Comment Re:Sometimes the reasons aren't technical (Score 1) 265

BUT if the maintenance gets botched and services are still down or under-performing through normal business hours, nobody outside of IT will notice

Then you're maintaining trivial, boring, and unimportant systems that nobody will notice. If your job is to do that ... well, your job is trivial and unimportant.

The stuff that I maintain, if it was down or under-performing during normal business hours ... we would immediately start getting howls from the users, and the company would literally be losing vast sums of money every hour. Because our stuff is tied into every aspect of the business, and is deemed to be necessary for normal operations.

Sorry, but some of us actually maintain stuff which is mission critical to the core business, and people would definitely notice it.

As one of the technical people who does cover after hours maintenance ... if a technical person suggested we automate our changes and not monitor them, they wouldn't get a sympathetic ear from me either.

There may be systems like you describe. And, as I said before, if that's the case, do your maintenance windows in the middle of the day.

Comment Re:Automated troubleshooting? (Score 1) 265

I'm seeing this increasingly often......misuse of the phrase "begs the question". Why don't you look it up?

There are now two distinct phrases in the English language:

There is the logical fallacy of begging the question.

Sometimes, an event happens which begs (for) the question of why nobody planned for it.

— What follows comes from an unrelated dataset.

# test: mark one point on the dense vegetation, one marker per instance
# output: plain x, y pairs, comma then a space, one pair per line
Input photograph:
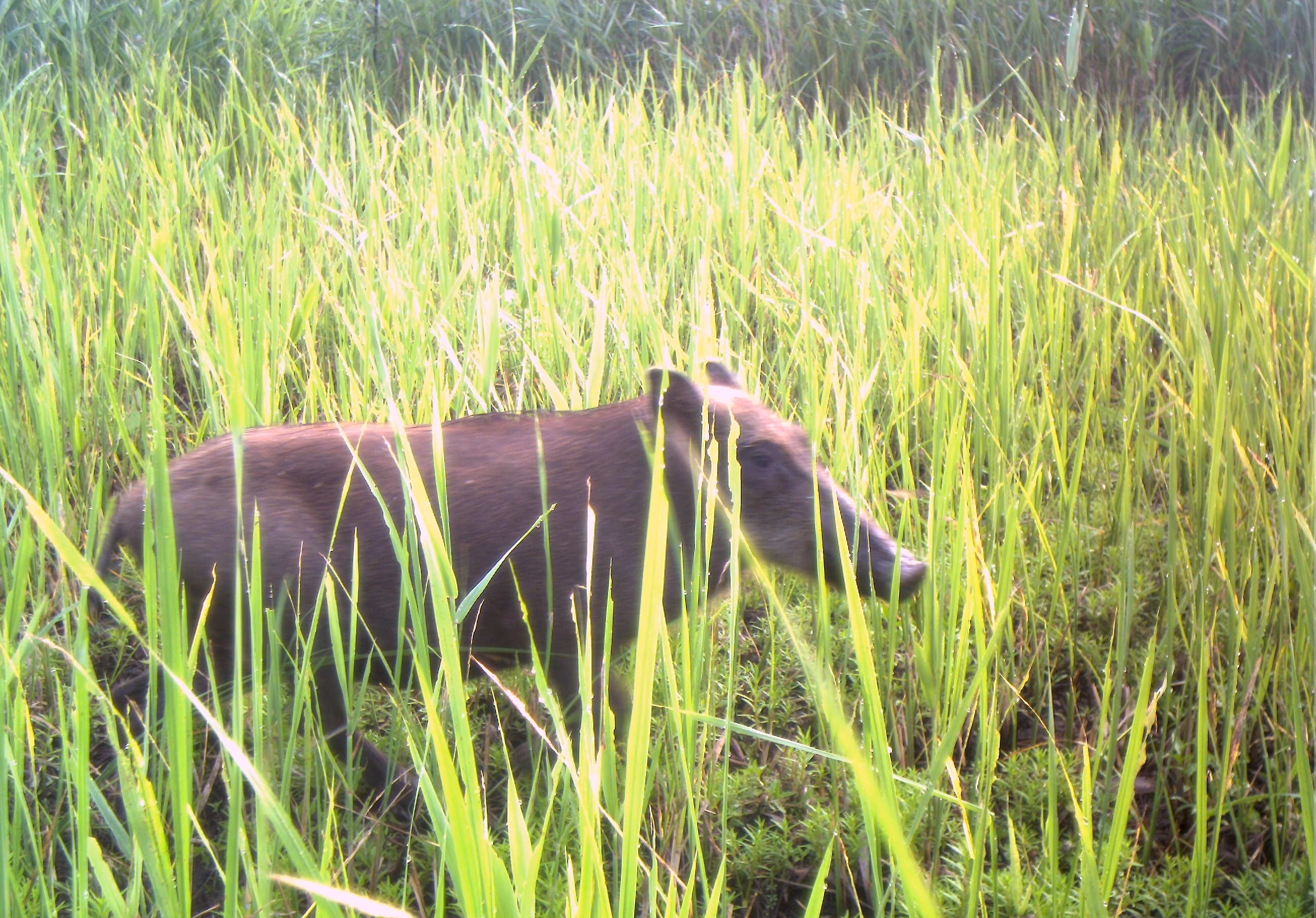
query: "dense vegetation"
1044, 299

You might think you sound all clever and stuff, but you're wrong. They sound similar, but they aren't the same. The second one has been in common usage for decades now, and has nothing to do with the logical fallacy.

Comment Re:Prepare for failure (Score 1) 265

Some of us would argue that doing maintenance unattended is preparing for failure -- or at least giving yourself the best possible chance of failure.

I work in an industry where if we did our maintenance badly, and there was an outage it would literally cost millions of dollars/hour.

If what you're doing it so unimportant you can leave the maintenance unattended, there's probably no reason you couldn't do the outage in the middle of the day.

If it is important, you don't leave it to chance.

Comment Sounds like a bad idea ... (Score 4, Insightful) 265

You don't monitor maintenance windows for when everything goes well and is all boring. You monitor them for when things go all to hell and someone needs to correct it.

In any organization I've worked in, if you suggested that, you'd be more or less told "too damned bad, this is what we do".

I'm sure your business users would love to know that you're leaving it to run unattended and hoping it works. No, wait, I'm pretty sure they wouldn't.

I know lots of people who work off hours shifts to cover maintenance windows. My advise to you: suck it up, princess, that's part of the job.

This just sounds like risk taking in the name of being lazy.

Comment Re:Bullshit (Score 3, Insightful) 181

Possession is 90% of the law, defense is the other 10%

You know, I've seen this cited several times lately.

Show us, exactly, where the law says this.

It's illegal to be in possession of stolen goods. This is not grade 3.

If you can get it and defend it, it's yours.

So, you believe if I can take it from you by force, it's mine?